By Sandra Siutkowska
I’ve always seen myself as an ambitious person, wanting to prove wrong those who didn’t believe in me and my abilities. What I didn’t realise, is how demanding and exhausting it is to live up to your own inner critic and the fear of not doing enough.
I graduated from Loughborough in 2018 and started applying for jobs. Rejection, after rejection, after rejection brought up my anxiety and depression that I had been managing so well. It is difficult to roll with the punches when you just don’t seem to be able to catch a break. I was applying every day and night, hoping that someone would take a chance on me. I was cursing myself for not being enough, for not ticking enough boxes on job descriptions and asking myself what did I do during those last four years, wondering whether I wasted them on going out and having fun.

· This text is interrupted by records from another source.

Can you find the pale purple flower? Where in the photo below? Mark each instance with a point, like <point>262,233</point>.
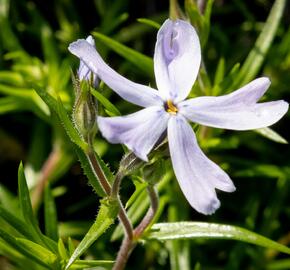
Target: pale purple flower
<point>84,73</point>
<point>176,63</point>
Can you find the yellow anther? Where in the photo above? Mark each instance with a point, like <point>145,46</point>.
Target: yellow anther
<point>170,107</point>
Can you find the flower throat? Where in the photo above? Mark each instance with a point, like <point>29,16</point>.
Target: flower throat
<point>170,107</point>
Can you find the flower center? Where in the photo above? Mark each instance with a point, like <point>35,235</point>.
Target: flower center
<point>170,107</point>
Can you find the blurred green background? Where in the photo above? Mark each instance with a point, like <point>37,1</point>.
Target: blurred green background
<point>34,36</point>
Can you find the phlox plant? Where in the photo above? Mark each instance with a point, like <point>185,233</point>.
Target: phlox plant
<point>158,194</point>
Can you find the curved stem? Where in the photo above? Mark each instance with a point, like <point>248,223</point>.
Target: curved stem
<point>97,168</point>
<point>123,255</point>
<point>129,244</point>
<point>143,225</point>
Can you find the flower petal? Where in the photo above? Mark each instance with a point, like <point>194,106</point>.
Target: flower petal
<point>138,131</point>
<point>177,59</point>
<point>238,110</point>
<point>136,93</point>
<point>197,175</point>
<point>84,73</point>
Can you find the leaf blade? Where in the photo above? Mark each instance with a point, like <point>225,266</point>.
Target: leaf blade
<point>203,230</point>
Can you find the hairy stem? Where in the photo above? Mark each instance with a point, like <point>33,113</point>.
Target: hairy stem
<point>107,188</point>
<point>129,244</point>
<point>150,214</point>
<point>125,250</point>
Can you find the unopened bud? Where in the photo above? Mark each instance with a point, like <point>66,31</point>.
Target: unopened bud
<point>84,73</point>
<point>154,172</point>
<point>85,110</point>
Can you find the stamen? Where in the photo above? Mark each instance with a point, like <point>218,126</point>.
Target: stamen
<point>170,107</point>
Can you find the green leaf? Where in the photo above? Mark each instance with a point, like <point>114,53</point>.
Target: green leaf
<point>257,55</point>
<point>15,222</point>
<point>84,264</point>
<point>227,83</point>
<point>139,206</point>
<point>27,212</point>
<point>24,199</point>
<point>149,22</point>
<point>62,250</point>
<point>12,104</point>
<point>140,60</point>
<point>45,255</point>
<point>271,135</point>
<point>50,214</point>
<point>57,106</point>
<point>220,72</point>
<point>107,214</point>
<point>203,230</point>
<point>89,172</point>
<point>32,250</point>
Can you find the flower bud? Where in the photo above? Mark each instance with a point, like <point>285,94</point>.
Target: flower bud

And then, a break came. I managed to get a job. Full disclosure: a friend put in a word for me at a small company I worked for in the past. Fairly quickly my ambitions kicked in and I started looking for something better, with more opportunities.
It took me seven very long months of applying to land my new role. An emotional rollercoaster that was worth the wait – have you ever been excited to go to work? I didn’t believe that was even a thing, but here I am not dreading the 6.30am alarm.
I count my blessings, but the catch is that I’m already considering what my next move should be - I’m falling victim to my own self.
The lessons for me are to live more in the moment, celebrate my achievements and to be confident in that I am exactly where I should be. After all, making peace with my inner critic is only going to benefit me and my mental health.